DSM Resolve, Dept. Process Analysis & Statistics, Geleen, The Netherlands.
Anal Chim Acta. 2012 May 13;726:9-21. doi: 10.1016/j.aca.2012.03.009. Epub 2012 Mar 15.
Comprehensive two-dimensional gas chromatography coupled to mass spectrometry is a powerful tool to analyze complex samples. For application of the technique in studies like biomarker discovery in which large sets of complex samples have to be analyzed, extensive preprocessing is needed to align the data obtained in several injections (analyses). We developed new alignment and clustering algorithms for this type of data. New in the current procedures is the consistent way in which the phenomenon referred to as wrap-around is treated. The data analysis problems associated with this phenomenon are solved by treating the 2D display as the surface of a three-dimensional cylinder.

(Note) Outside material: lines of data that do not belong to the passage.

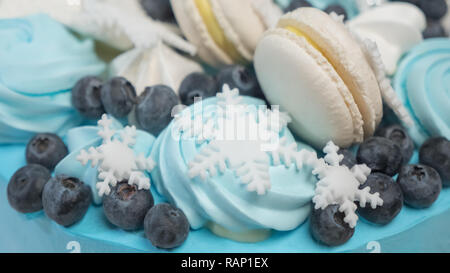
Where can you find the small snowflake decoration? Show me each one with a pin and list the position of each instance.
(115, 159)
(339, 185)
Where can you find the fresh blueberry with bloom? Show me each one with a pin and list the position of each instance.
(166, 226)
(66, 199)
(25, 188)
(421, 185)
(435, 152)
(154, 108)
(381, 155)
(328, 227)
(46, 149)
(399, 136)
(242, 78)
(197, 85)
(126, 206)
(158, 9)
(118, 96)
(391, 194)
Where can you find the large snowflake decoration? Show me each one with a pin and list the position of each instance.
(251, 162)
(244, 154)
(340, 185)
(116, 160)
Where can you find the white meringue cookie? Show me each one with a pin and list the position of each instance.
(157, 65)
(395, 27)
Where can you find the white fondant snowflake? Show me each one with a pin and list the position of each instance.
(339, 185)
(250, 162)
(116, 160)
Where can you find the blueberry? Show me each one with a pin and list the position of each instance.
(46, 150)
(381, 155)
(166, 226)
(349, 158)
(434, 30)
(435, 152)
(118, 97)
(328, 227)
(433, 9)
(337, 9)
(154, 108)
(420, 184)
(86, 97)
(159, 10)
(242, 78)
(25, 188)
(295, 4)
(66, 199)
(391, 194)
(126, 206)
(196, 85)
(399, 136)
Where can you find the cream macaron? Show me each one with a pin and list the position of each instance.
(225, 31)
(312, 67)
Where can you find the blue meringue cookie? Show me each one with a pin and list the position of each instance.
(222, 200)
(40, 61)
(423, 84)
(82, 138)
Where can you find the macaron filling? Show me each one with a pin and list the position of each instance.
(215, 30)
(301, 34)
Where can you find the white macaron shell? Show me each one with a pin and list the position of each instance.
(194, 28)
(346, 56)
(395, 27)
(240, 23)
(298, 78)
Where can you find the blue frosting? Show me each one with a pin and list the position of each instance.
(423, 84)
(223, 199)
(412, 230)
(40, 61)
(85, 137)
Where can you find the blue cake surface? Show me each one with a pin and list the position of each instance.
(411, 231)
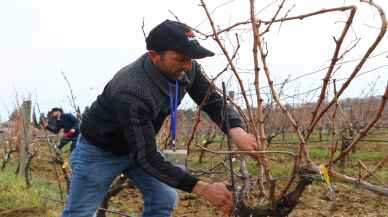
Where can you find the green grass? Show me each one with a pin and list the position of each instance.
(15, 195)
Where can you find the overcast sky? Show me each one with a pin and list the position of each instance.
(90, 40)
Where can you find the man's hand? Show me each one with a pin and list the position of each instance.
(244, 140)
(217, 194)
(69, 134)
(43, 124)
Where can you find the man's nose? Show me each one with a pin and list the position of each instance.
(187, 65)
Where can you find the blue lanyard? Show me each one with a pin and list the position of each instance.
(173, 106)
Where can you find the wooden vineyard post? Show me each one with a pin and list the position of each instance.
(26, 138)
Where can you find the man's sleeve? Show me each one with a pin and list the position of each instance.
(135, 116)
(55, 129)
(213, 106)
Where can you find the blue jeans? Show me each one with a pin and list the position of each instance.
(95, 169)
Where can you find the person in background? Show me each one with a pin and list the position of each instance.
(66, 121)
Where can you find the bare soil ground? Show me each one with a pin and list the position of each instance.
(350, 200)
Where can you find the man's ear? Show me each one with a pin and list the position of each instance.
(154, 56)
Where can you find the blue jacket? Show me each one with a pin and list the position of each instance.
(66, 122)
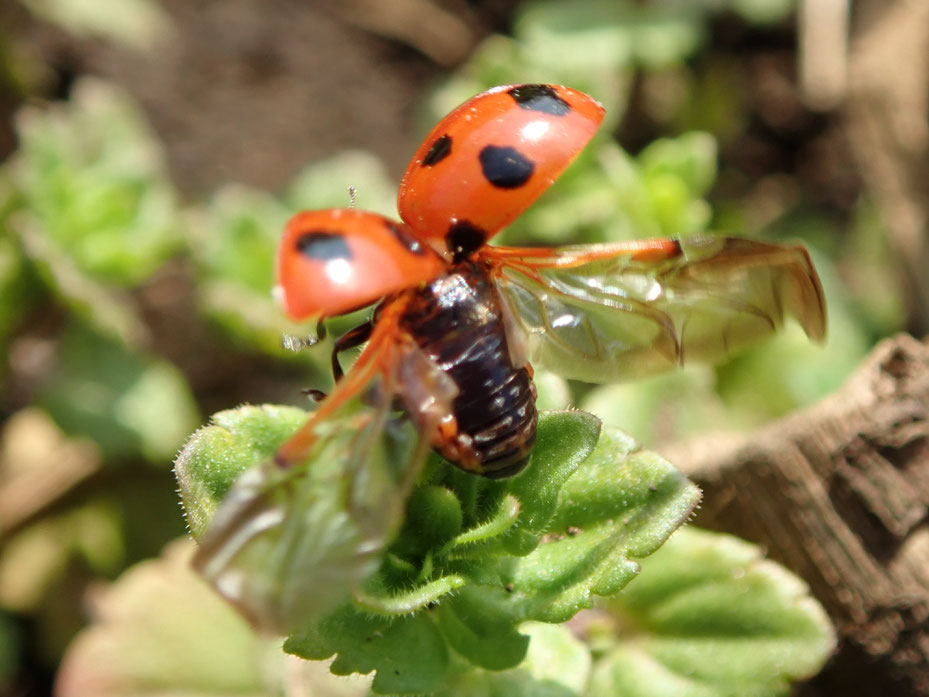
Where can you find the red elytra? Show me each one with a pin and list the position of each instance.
(478, 169)
(489, 159)
(456, 336)
(334, 261)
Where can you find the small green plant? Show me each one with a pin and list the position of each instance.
(452, 603)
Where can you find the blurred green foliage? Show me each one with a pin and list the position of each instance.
(92, 230)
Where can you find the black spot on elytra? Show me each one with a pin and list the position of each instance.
(405, 238)
(464, 238)
(324, 245)
(440, 149)
(505, 167)
(540, 98)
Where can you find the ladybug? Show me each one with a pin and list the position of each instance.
(458, 323)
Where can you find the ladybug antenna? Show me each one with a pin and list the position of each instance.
(292, 342)
(316, 395)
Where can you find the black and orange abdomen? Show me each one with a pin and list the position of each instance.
(457, 321)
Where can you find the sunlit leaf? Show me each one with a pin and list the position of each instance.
(709, 617)
(161, 631)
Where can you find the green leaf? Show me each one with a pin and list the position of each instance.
(407, 652)
(93, 184)
(609, 34)
(619, 506)
(234, 240)
(9, 651)
(475, 558)
(482, 630)
(159, 631)
(710, 617)
(127, 402)
(215, 456)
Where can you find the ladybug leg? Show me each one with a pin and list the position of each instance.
(354, 337)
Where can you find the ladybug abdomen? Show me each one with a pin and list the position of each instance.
(457, 321)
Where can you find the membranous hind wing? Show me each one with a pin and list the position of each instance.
(297, 534)
(616, 311)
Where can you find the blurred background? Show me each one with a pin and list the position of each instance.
(151, 150)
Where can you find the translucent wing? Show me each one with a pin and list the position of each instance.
(611, 312)
(296, 535)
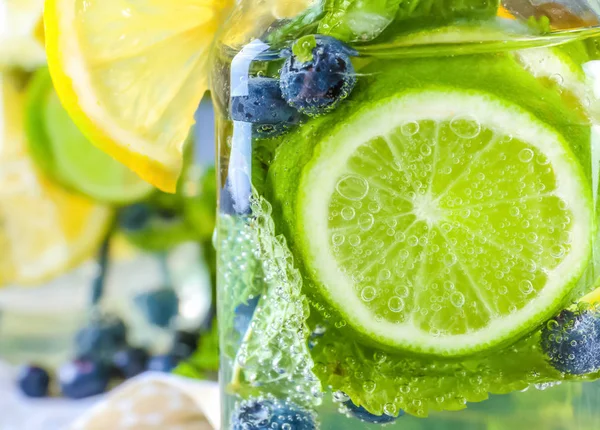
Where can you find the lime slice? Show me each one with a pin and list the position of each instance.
(44, 229)
(443, 221)
(67, 156)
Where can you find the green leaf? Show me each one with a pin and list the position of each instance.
(420, 385)
(363, 21)
(303, 47)
(274, 355)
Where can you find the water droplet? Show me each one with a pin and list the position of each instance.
(465, 126)
(348, 213)
(409, 128)
(395, 304)
(526, 155)
(365, 221)
(352, 187)
(368, 294)
(457, 299)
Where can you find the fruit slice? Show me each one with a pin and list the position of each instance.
(67, 156)
(132, 75)
(44, 230)
(443, 221)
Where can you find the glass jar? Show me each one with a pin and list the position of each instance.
(85, 246)
(407, 214)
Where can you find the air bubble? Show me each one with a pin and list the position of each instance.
(402, 291)
(465, 126)
(337, 239)
(409, 128)
(385, 274)
(395, 304)
(354, 240)
(457, 299)
(352, 187)
(526, 155)
(368, 293)
(348, 213)
(390, 409)
(369, 386)
(365, 221)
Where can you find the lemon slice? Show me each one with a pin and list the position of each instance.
(44, 230)
(19, 45)
(131, 74)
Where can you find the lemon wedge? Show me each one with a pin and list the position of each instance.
(131, 74)
(44, 230)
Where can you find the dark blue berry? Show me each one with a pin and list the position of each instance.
(571, 342)
(135, 217)
(130, 361)
(264, 106)
(101, 338)
(83, 378)
(271, 414)
(364, 415)
(243, 315)
(316, 85)
(34, 381)
(163, 363)
(159, 307)
(184, 344)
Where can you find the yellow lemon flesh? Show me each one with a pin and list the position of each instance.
(131, 74)
(44, 230)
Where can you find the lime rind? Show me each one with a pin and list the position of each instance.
(64, 154)
(318, 184)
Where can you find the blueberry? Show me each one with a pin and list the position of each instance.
(83, 378)
(271, 414)
(101, 338)
(34, 381)
(571, 342)
(243, 315)
(159, 307)
(163, 363)
(135, 217)
(265, 107)
(364, 415)
(130, 361)
(184, 344)
(315, 83)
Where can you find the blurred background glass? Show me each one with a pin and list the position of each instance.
(93, 261)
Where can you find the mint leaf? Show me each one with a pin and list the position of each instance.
(274, 353)
(365, 20)
(239, 275)
(303, 47)
(386, 382)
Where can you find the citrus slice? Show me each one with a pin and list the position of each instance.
(44, 230)
(67, 156)
(19, 44)
(131, 75)
(443, 221)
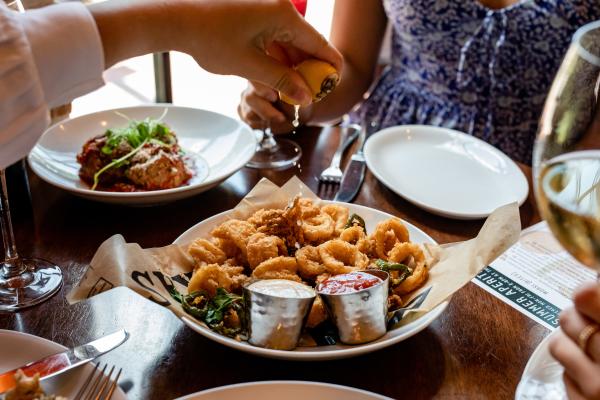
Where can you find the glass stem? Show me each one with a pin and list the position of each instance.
(268, 142)
(11, 266)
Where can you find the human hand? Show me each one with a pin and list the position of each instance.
(577, 347)
(260, 108)
(241, 46)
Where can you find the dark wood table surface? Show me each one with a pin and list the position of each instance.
(477, 348)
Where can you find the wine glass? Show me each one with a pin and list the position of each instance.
(566, 161)
(273, 152)
(24, 282)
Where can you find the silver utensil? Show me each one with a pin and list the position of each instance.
(333, 173)
(361, 316)
(99, 386)
(354, 173)
(395, 316)
(275, 322)
(58, 363)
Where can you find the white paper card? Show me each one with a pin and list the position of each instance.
(535, 276)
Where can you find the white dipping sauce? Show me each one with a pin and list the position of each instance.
(282, 288)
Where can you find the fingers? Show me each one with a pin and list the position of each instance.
(572, 324)
(273, 73)
(587, 301)
(578, 366)
(306, 38)
(573, 392)
(256, 106)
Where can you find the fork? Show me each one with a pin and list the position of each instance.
(99, 387)
(333, 174)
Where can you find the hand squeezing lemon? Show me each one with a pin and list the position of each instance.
(320, 76)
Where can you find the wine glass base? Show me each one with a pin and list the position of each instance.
(39, 282)
(284, 154)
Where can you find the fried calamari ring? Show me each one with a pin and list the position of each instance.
(341, 257)
(282, 223)
(309, 262)
(387, 234)
(307, 208)
(319, 228)
(412, 255)
(228, 247)
(206, 252)
(237, 231)
(261, 247)
(212, 276)
(339, 214)
(356, 236)
(277, 268)
(353, 235)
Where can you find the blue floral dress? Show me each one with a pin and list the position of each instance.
(459, 64)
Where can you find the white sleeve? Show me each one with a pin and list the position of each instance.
(47, 57)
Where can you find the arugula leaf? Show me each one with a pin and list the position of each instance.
(356, 219)
(136, 134)
(219, 305)
(212, 311)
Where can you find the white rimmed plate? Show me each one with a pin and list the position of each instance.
(19, 348)
(371, 217)
(445, 171)
(218, 145)
(543, 375)
(288, 390)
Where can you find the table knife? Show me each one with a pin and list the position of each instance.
(58, 363)
(354, 173)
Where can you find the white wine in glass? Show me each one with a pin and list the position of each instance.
(566, 168)
(24, 282)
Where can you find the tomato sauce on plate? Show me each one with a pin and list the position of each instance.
(348, 283)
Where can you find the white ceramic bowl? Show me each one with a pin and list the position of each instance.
(371, 217)
(288, 390)
(18, 349)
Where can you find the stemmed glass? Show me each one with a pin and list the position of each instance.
(566, 170)
(273, 152)
(24, 282)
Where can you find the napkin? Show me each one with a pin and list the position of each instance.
(154, 272)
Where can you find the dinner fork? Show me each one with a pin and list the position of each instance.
(99, 386)
(333, 174)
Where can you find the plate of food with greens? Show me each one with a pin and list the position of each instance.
(142, 155)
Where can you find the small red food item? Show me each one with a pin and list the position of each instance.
(348, 283)
(300, 6)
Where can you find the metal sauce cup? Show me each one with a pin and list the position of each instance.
(360, 316)
(275, 321)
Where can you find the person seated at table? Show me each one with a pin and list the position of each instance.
(577, 346)
(479, 66)
(51, 55)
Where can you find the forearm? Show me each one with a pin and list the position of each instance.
(130, 28)
(360, 47)
(353, 84)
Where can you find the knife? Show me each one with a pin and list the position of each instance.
(58, 363)
(354, 173)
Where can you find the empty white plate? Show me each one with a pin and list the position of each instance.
(288, 390)
(219, 145)
(542, 377)
(445, 171)
(19, 348)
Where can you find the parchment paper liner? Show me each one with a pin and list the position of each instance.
(151, 272)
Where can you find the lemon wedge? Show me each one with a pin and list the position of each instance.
(320, 76)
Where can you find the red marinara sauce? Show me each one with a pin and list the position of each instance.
(348, 283)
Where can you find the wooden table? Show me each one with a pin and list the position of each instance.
(477, 348)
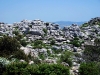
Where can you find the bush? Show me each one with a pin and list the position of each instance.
(92, 52)
(20, 55)
(23, 42)
(89, 69)
(66, 57)
(16, 68)
(52, 42)
(38, 44)
(8, 45)
(51, 69)
(41, 69)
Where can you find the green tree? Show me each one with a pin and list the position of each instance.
(92, 52)
(8, 45)
(66, 57)
(89, 69)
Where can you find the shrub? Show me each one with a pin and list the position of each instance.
(19, 68)
(92, 52)
(52, 42)
(66, 57)
(8, 45)
(20, 55)
(23, 42)
(89, 69)
(38, 44)
(52, 69)
(16, 68)
(45, 31)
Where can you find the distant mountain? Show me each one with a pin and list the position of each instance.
(68, 23)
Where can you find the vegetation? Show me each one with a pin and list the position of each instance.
(76, 42)
(89, 69)
(92, 53)
(45, 31)
(37, 44)
(8, 45)
(22, 68)
(66, 57)
(10, 48)
(52, 42)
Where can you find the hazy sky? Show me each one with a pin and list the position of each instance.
(48, 10)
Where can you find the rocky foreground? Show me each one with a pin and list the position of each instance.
(55, 41)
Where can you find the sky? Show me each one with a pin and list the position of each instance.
(49, 10)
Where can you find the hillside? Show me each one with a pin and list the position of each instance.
(44, 42)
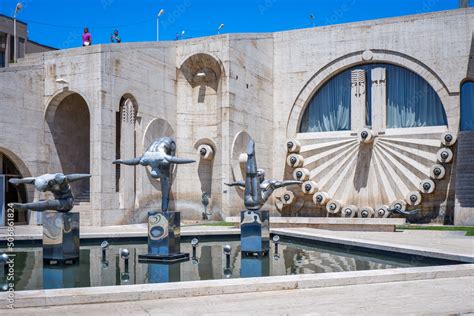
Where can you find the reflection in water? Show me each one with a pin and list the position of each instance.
(210, 263)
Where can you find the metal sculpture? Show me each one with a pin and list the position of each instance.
(60, 226)
(56, 183)
(257, 189)
(160, 156)
(254, 223)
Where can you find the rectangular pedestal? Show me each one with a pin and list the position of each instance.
(164, 237)
(252, 267)
(163, 273)
(61, 241)
(2, 200)
(60, 277)
(254, 232)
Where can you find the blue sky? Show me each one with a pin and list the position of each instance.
(59, 23)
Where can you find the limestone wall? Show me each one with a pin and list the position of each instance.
(219, 91)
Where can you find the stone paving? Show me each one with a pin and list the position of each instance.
(439, 296)
(443, 294)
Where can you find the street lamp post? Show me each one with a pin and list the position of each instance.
(158, 24)
(18, 7)
(220, 28)
(311, 17)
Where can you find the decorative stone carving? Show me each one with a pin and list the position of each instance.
(206, 152)
(349, 211)
(437, 172)
(128, 112)
(288, 197)
(333, 206)
(448, 139)
(445, 155)
(295, 160)
(321, 198)
(413, 198)
(365, 135)
(382, 211)
(309, 187)
(398, 206)
(366, 212)
(379, 100)
(301, 174)
(427, 186)
(293, 146)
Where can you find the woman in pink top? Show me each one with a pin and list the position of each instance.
(86, 37)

Based on this transformation we developed a new similarity metric for features as a function of both the cylindrical distance (reflecting similarity in chromatographic behavior) and of the mass spectral correlation (reflecting similarity in chemical structure). The concepts are used in warping and clustering, and include a protection against greedy warping. The methods were applied - for the purpose of an example - to the analysis of 11 replicates of a human urine sample concentrated by solid phase extraction. It is shown that the alignment is well protected against greedy warping which is important with respect to analytical qualities as robustness and repeatability. It is also demonstrated that chemically similar features are clustered together. The paper is organized as follows. First a brief introduction is provided addressing the background of the GC×GC-MS data structure followed by a theoretical section with a conceptual description of the procedures and details of the algorithms. Finally an example is given in the experimental section, illustrating the application of the procedures.
全二维气相色谱-质谱联用是分析复杂样品的有力工具。对于像生物标志物发现这样的技术应用,需要对大量复杂的样品进行分析,因此需要广泛的预处理来对齐在几次进样(分析)中获得的数据。我们为这种类型的数据开发了新的对齐和聚类算法。当前程序中的新内容是一致处理所谓的环绕现象的方式。通过将二维显示视为三维圆柱体的表面,解决了与该现象相关的数据分析问题。基于这种变换,我们开发了一种新的特征相似性度量,作为圆柱距离(反映色谱行为的相似性)和质谱相关性(反映化学结构的相似性)的函数。这些概念用于变形和聚类,并包括防止贪婪变形的保护措施。该方法应用于固相萃取浓缩的 11 个人类尿液样本的分析实例,结果表明对齐很好地防止了贪婪变形,这对于分析质量(如稳健性和重复性)很重要。还证明了化学相似的特征被聚类在一起。本文的组织如下。首先简要介绍了 GC×GC-MS 数据结构的背景,然后是理论部分,对程序和算法的细节进行了概念性描述。最后在实验部分给出了一个实例,说明了该程序的应用。